The starry-eyed lovers were quite taken with their choice, as was I for that matter, because, let's be honest, authentic hand-pulled mozzarella is still quite a novelty for the everyday Joe. And there we all were, in a bar dedicated to the milky mounds.

‘As far as I know, this is a first in Africa,’ says Giorgio over the cacophony of nine o'clock traffic outside. ‘When I moved here 10 years ago, I opened a small mozzarella laboratory in Durbanville, but South Africans weren't quite ready for it. All they knew was the gummy, yellow stuff that was available in supermarkets. I like to call them tennis balls! One of the chefs I supplied actually thought the mozzarella I gave him was rotten because of the water inside!’
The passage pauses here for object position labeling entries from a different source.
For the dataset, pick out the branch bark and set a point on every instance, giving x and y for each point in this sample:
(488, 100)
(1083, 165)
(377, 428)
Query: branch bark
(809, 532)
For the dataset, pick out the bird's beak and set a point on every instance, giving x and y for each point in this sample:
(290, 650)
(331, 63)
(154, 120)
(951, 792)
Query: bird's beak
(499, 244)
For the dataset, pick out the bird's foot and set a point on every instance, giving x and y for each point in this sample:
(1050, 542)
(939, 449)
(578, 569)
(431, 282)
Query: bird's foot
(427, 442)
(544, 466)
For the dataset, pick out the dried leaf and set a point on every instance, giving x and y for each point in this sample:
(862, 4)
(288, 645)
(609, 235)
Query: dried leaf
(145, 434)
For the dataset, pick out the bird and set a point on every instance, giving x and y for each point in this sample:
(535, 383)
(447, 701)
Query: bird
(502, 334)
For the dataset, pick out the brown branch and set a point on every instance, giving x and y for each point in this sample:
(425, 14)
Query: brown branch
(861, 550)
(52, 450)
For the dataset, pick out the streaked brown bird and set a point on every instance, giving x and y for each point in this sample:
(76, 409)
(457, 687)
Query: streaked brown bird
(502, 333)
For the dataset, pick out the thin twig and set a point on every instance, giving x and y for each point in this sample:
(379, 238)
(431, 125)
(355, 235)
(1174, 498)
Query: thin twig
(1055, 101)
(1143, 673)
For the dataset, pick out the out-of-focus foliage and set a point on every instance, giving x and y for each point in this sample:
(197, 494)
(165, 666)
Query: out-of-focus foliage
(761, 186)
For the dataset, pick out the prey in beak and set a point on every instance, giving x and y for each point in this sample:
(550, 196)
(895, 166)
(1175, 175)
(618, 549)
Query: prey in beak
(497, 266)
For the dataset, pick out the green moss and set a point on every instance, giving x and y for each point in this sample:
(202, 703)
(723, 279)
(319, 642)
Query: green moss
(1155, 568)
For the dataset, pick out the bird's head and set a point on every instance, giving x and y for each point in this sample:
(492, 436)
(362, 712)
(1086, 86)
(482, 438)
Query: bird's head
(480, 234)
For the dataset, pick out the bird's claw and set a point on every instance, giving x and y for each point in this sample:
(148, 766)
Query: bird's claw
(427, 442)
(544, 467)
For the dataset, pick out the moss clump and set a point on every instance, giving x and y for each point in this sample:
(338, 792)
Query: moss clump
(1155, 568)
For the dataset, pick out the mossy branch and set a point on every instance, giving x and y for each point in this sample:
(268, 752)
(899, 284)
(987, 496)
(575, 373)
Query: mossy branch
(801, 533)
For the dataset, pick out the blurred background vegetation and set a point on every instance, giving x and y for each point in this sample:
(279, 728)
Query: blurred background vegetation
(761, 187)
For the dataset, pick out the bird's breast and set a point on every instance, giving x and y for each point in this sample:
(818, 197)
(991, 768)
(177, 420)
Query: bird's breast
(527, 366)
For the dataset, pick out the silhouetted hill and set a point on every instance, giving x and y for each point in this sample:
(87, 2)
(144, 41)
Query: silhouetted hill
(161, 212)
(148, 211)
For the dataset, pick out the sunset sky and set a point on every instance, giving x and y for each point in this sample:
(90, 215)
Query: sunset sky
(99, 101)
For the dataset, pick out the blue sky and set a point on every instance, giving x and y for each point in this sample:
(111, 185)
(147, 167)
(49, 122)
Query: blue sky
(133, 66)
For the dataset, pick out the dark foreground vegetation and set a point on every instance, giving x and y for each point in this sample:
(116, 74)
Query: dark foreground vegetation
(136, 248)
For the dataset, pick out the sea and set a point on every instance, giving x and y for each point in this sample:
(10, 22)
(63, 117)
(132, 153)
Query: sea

‘The market is very different now,’ he continues. ‘When two of my friends recently moved to South Africa from Puglia in the south of Italy, they wanted to start producing mozzarella so, of course, I gave them my support.’

After receiving an overwhelmingly positive response to the cheese from patrons in his restaurants, Giorgio decided to make it more accessible to the public, and thus the Mozzarella Bar was born.

‘It's a huge trend overseas,’ explains Giorgio. ‘They’re even opening in countries such as Russia and China.’

Exclusively stocking Puglia's range of cheese, the bar covers the mozzarella spectrum. Giorgio believes the milky fior di latte mounds and the smaller nodino (Italian for 'knot'), are best paired with sun-ripened Italian tomatoes, a crack of pepper and a drizzle of olive oil, but his menu also stars a host of other classic combinations. The smoky affumicata (slightly firmer in texture and a personal favourite after subsequent taste testing) is showcased in a salad with corn, rocket, cherry tomato and olives, while the air-dried scamorza would happily bubble away on a thin-crusted pizza along with fig and rocket.

And Giorgio's favourite item on the menu? ‘Definitely the panzerotto Giorgio,’ he smiles. ‘It's a bread envelope filled with cooked ham, tomato and fresh mozzarella di latte, which is then deep-fried. It's a typical street-food snack in Italy.’

What more can I say? The man had me at ‘deep-fried’.